Segundo um gráfico da estação de televisão estatal, RTÉ, a despenalização do aborto ganhou em todos os condados, à exceção de Donegal, no norte do país, ainda que com pouca margem. Nesta região, o “sim” obteve 48,1% dos votos, com o “não” a vencer com 52,9%. A região onde os votos a favor foram em maior número foi na zona sul de Dublin (78,5%), onde o “não” atingiu apenas 21,5%.

As projeções feitas à boca das urnas feitas pelo The Irish Times (com base em entrevistas feitas a quatro mil eleitores à saída das urnas) e de outros órgãos de comunicação irlandeses deram desde logo como certa a aprovação da nova lei, votada na sexta-feira. Apesar de a votação ter encerrado às 22h desse dia, os votos só começaram a ser contados às nove da manhã deste sábado.
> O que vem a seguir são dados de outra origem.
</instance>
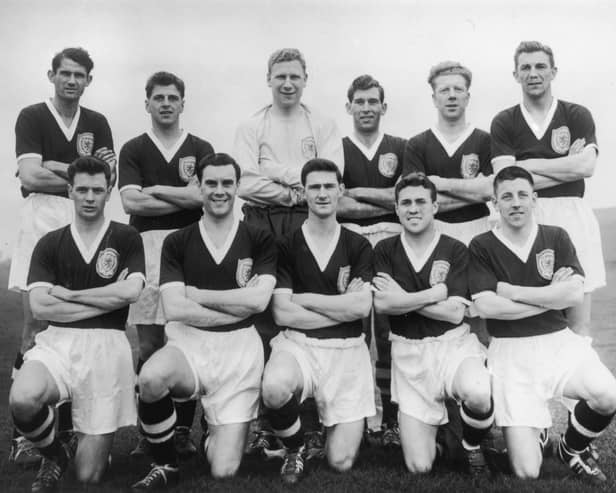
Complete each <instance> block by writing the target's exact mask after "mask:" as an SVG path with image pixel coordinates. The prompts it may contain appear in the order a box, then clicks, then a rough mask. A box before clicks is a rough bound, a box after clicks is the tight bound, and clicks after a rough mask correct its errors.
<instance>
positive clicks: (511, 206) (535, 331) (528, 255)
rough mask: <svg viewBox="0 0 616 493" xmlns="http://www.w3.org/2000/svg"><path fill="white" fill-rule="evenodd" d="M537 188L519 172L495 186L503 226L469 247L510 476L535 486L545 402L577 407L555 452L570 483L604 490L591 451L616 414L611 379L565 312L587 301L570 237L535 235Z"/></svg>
mask: <svg viewBox="0 0 616 493" xmlns="http://www.w3.org/2000/svg"><path fill="white" fill-rule="evenodd" d="M533 185H534V184H533V178H532V176H531V174H530V173H529V172H528V171H526V170H525V169H524V168H521V167H519V166H510V167H505V168H504V169H502V170H501V171H500V172H498V173H497V174H496V176H495V178H494V196H495V198H494V201H495V205H496V208H497V210H498V212H500V216H501V221H500V225H499V227H497V228H496V229H494V230H493V231H490V232H487V233H484V234H481V235H479V236H477V237H475V238H474V239H473V241H472V242H471V245H470V253H471V261H470V267H469V283H470V288H471V294H472V298H473V300H474V302H475V305H476V307H477V310H478V311H479V313H480V315H481V316H482V317H485V318H486V319H487V325H488V331H489V332H490V335H491V336H492V340H491V343H490V347H489V349H488V367H489V369H490V373H491V374H492V392H493V396H494V410H495V417H496V424H497V425H498V426H502V427H503V432H504V436H505V442H506V445H507V450H508V454H509V461H510V463H511V467H512V469H513V472H514V474H515V475H516V476H518V477H522V478H536V477H538V476H539V472H540V469H541V461H542V454H541V451H542V446H543V443H545V438H547V429H546V428H548V427H549V426H551V424H552V423H551V418H550V413H549V409H548V405H547V404H548V399H551V398H553V397H566V398H569V399H576V400H578V401H577V403H576V404H575V407H574V408H573V411H572V412H571V414H570V417H569V425H568V427H567V430H566V432H565V434H564V435H563V436H562V437H561V439H560V442H559V445H558V455H559V457H560V459H561V460H562V461H563V462H564V463H565V464H567V465H568V466H569V467H570V468H571V469H572V470H573V471H574V472H575V473H576V474H578V475H580V476H583V477H585V478H586V479H589V480H591V481H592V482H603V481H605V480H606V478H605V475H604V474H603V473H602V472H601V470H600V469H599V467H598V466H597V464H596V462H595V459H594V458H593V457H592V453H591V452H590V448H589V444H590V442H591V441H592V440H593V439H594V438H596V437H597V436H599V434H600V433H601V432H602V431H603V430H604V429H605V428H607V426H608V425H609V424H610V421H611V420H612V417H613V415H614V413H615V412H616V379H615V378H614V376H613V375H612V374H611V373H610V371H609V370H608V369H607V368H606V367H605V366H604V365H603V363H601V361H600V360H599V357H598V355H597V353H596V352H595V351H594V350H593V349H592V348H591V346H590V342H589V341H588V339H587V338H585V337H582V336H580V335H578V334H575V333H574V332H572V331H571V330H570V329H569V328H568V323H567V318H566V317H565V314H564V312H563V310H564V309H566V308H569V307H571V306H574V305H576V304H577V303H579V301H580V300H581V299H582V297H583V295H584V280H583V276H584V271H583V270H582V268H581V267H580V263H579V261H578V259H577V256H576V253H575V247H574V246H573V244H572V242H571V240H570V239H569V235H568V234H567V232H566V231H565V230H563V229H562V228H560V227H556V226H547V225H537V223H536V222H535V219H534V217H533V211H534V208H535V205H536V202H537V195H536V193H535V192H533Z"/></svg>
A sondagem feita à boca das urnas pela RTÉ revelou também que 72% das mulheres votaram “sim”. O único grupo etário onde o “não” terá ganho terá sido o das pessoas mais de 65 anos. Oficial é a percentagem de adesão: 64,51%. Os números são finais, segundo o The Guardian, e confirmam que este foi o referendo com amaior taxa de participação na história do país, ultrapassando inclusivamente a do plesbicito (voto expresso diretamente pelos cidadãos) sobre o casamento entre pessoas do mesmo sexo de 2015.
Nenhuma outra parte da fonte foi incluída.